Tuesday, June 9, 2009
Debt
Every week I read the Times Literary Supplement and get paid for it. This is one of many reasons to like my job at the library, where I am obliged to go through a couple of dozen sources each week, picking out fiction and poetry and books on the arts that we should be ordering.
One of my favorite things about the Times Literary Supplement in particular is the predictability of certain feuds breaking out in its pages – the same few historical controversies rehashed regularly every couple of years with great verve and bitterness. One of the most popular and frequent is the question of how many millions of his own citizens Stalin actually managed to murder in the course of his long career in public life.
Competing for popularity with Stalin's murders is the perennial question of atrocities committed (or not committed, or ignored, or exaggerated) during the Spanish Civil War (1936-39). A recent TLS issue reminded readers that although Hitler and Mussolini both backed Franco's right-wing Nationalist forces throughout that war, neither of them did it for free. All those tanks and aeroplanes and machine guns and what-not were sold to Franco, not given.

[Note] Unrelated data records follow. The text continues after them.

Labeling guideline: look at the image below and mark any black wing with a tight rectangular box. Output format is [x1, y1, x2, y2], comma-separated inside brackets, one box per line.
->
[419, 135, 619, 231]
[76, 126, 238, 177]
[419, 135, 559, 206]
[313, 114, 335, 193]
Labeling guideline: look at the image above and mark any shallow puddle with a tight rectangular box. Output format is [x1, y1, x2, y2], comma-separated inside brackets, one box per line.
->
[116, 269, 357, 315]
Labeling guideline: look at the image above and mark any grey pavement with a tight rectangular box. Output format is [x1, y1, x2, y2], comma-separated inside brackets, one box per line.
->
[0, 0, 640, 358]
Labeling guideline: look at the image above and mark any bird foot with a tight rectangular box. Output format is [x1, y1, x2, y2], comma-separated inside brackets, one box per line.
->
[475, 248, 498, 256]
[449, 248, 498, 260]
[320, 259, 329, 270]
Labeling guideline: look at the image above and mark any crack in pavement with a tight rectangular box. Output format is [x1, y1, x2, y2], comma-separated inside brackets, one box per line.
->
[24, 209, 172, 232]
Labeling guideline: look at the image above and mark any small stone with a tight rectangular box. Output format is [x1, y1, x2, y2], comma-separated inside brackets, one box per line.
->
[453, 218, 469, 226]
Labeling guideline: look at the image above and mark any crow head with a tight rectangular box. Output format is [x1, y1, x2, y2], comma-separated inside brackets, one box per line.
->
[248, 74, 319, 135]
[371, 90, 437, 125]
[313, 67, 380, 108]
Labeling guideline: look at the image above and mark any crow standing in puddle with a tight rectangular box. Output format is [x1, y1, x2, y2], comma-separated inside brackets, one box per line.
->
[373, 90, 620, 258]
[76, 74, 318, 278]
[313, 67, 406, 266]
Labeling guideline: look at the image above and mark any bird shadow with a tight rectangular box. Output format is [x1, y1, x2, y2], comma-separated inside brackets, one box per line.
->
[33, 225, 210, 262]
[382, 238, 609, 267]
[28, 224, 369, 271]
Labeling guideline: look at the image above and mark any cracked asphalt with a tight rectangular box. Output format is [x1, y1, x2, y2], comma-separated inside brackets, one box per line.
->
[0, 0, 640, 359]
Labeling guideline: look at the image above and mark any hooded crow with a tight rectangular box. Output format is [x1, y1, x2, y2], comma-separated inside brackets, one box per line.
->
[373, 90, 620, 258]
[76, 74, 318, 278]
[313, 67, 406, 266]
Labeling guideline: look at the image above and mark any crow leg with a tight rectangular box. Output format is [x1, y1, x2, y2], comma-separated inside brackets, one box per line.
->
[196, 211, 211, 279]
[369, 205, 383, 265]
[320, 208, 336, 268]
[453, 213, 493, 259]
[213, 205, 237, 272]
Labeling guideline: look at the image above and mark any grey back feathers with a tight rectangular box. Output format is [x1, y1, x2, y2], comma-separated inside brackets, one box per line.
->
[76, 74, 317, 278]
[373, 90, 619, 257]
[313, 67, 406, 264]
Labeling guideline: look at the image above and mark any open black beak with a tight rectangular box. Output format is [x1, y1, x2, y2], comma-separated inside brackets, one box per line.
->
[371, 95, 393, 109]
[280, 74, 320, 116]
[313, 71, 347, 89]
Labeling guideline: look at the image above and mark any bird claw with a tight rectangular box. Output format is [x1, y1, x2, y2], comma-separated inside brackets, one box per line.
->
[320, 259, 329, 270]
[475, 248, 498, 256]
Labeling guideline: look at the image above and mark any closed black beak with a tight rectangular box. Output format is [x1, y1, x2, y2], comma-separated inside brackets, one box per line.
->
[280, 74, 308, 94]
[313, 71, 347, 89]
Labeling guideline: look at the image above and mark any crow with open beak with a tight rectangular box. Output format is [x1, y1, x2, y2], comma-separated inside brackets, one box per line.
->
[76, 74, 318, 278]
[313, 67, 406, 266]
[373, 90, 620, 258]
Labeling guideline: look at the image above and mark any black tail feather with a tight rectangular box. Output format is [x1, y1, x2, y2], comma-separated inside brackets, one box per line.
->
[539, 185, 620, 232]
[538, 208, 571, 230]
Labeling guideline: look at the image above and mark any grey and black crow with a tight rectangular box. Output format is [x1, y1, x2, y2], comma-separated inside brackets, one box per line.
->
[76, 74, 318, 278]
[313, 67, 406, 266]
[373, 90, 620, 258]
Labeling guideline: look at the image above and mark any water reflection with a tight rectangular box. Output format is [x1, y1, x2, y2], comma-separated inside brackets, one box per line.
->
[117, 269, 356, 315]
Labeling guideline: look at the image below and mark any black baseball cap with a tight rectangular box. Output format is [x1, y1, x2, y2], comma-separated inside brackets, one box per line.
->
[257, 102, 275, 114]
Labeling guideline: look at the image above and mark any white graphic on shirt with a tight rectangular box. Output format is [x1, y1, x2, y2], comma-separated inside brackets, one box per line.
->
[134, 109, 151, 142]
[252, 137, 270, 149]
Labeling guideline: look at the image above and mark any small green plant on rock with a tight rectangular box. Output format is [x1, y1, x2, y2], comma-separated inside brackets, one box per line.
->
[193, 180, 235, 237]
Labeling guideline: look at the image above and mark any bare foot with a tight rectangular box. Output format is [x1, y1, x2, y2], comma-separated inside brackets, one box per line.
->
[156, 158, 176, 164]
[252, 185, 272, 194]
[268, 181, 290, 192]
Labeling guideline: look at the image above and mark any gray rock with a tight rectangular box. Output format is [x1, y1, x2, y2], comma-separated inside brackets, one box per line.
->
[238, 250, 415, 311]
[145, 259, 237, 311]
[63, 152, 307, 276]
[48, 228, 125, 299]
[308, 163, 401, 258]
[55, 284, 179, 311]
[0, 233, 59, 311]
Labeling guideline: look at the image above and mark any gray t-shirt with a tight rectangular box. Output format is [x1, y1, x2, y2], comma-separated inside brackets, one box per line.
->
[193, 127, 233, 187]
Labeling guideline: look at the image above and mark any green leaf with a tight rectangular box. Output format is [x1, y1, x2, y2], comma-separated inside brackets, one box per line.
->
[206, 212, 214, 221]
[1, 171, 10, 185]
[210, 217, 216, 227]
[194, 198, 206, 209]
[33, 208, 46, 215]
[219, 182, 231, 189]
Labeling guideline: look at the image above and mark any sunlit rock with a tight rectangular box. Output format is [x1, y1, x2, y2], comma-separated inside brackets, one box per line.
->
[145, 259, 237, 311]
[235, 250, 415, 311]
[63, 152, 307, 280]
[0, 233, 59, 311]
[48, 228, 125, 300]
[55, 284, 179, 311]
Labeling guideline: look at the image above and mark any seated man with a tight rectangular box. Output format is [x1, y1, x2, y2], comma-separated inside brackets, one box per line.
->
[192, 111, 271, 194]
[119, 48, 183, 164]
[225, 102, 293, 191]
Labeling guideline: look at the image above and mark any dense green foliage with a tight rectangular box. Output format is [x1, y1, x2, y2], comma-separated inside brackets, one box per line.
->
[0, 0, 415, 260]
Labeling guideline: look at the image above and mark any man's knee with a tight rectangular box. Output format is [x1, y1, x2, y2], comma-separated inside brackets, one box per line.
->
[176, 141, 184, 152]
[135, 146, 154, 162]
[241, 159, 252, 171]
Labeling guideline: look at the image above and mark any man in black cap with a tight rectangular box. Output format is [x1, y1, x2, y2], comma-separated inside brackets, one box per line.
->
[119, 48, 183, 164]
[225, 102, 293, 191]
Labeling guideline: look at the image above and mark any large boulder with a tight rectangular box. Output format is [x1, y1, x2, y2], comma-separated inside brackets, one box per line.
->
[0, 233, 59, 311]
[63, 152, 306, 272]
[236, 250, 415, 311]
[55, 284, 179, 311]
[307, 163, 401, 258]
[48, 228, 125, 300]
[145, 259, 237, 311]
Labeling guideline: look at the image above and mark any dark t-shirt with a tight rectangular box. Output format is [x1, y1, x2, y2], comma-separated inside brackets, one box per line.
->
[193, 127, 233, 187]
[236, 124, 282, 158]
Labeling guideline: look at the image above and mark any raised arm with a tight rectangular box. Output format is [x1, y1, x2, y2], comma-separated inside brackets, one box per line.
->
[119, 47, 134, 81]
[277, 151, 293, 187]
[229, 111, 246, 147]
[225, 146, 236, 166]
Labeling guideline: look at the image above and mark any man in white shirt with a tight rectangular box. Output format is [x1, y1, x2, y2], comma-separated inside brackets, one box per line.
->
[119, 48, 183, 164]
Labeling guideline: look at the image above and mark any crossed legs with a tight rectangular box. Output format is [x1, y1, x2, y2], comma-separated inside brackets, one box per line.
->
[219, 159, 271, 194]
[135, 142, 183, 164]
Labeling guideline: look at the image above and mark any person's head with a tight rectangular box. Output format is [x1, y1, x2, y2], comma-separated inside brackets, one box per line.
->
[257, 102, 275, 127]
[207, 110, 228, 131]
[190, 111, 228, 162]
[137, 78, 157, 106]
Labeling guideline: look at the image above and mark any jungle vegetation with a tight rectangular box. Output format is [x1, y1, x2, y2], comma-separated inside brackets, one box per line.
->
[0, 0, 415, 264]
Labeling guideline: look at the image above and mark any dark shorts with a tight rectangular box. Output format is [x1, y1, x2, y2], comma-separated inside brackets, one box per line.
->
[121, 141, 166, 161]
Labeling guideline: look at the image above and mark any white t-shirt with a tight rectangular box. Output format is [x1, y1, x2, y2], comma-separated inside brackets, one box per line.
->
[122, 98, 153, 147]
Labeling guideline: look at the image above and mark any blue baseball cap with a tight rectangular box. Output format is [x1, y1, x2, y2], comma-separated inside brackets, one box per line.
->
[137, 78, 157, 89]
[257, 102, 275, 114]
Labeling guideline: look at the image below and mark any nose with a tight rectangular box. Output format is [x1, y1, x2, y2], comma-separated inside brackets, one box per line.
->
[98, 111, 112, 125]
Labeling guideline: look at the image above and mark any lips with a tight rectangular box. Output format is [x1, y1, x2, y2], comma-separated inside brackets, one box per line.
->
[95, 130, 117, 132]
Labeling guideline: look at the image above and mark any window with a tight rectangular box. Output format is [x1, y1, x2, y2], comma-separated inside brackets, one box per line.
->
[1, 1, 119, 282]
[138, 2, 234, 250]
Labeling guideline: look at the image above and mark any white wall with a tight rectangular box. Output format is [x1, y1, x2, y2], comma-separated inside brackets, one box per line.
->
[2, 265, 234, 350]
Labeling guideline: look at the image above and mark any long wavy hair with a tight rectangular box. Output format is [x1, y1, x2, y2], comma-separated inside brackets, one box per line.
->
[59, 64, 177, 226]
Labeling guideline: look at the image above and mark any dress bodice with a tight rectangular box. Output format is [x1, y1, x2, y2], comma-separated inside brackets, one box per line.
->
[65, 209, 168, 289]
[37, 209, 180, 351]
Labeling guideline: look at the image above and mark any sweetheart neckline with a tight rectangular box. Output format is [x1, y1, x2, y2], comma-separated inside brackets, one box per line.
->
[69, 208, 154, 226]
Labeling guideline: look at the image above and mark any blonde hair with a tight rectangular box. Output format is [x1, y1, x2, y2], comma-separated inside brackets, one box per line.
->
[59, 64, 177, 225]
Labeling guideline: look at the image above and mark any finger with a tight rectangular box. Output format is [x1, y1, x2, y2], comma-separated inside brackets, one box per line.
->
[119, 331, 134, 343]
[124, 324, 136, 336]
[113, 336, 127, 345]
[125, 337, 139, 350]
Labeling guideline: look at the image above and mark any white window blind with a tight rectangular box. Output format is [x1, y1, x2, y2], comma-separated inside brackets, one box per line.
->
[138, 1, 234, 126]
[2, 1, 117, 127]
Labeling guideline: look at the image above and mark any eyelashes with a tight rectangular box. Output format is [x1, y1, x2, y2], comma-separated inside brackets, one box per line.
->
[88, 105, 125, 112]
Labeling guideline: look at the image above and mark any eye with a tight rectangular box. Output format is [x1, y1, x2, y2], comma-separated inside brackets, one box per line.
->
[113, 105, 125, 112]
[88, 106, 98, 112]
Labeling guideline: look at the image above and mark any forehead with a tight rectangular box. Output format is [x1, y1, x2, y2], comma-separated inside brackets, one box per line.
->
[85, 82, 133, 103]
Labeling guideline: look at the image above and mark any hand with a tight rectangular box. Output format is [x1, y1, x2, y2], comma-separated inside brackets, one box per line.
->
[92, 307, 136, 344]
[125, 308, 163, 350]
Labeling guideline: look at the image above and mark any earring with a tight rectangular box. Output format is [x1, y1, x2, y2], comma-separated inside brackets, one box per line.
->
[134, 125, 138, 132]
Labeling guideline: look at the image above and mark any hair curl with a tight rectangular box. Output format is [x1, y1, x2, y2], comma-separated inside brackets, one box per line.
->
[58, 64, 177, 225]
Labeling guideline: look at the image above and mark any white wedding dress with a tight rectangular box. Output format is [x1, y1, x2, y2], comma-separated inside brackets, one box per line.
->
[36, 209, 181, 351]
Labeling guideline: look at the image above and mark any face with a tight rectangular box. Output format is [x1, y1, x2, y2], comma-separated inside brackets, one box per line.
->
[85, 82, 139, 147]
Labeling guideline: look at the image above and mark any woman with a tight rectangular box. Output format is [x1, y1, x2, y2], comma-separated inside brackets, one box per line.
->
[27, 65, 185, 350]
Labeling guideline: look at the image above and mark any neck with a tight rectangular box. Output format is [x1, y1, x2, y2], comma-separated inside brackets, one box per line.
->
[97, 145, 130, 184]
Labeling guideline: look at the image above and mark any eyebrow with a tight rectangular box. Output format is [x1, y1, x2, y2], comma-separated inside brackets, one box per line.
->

Germany got most of its money back in Spanish raw materials, but Italy got cash. The weird fact that caught my attention in the most recent recounting of these events is that Franco continued to repay the Italian debt for twenty years, long after Mussolini's corpse had been hanged upside down from a lamp post. The Vatican kept Franco up to the mark, with or without the help of Fascism.
Above, Franco and Mussolini shaking hands. Below, Mrs. Franco (in Persian lamb cloak, from a photo-spread in Life Magazine) looking very much as if wishing she had married somebody else.
I wonder if they had a little party, just Mr. & Mrs. Generalissimo, on the day the last installment was paid over to Italy (round about 1960) when they became a debt-free couple at last.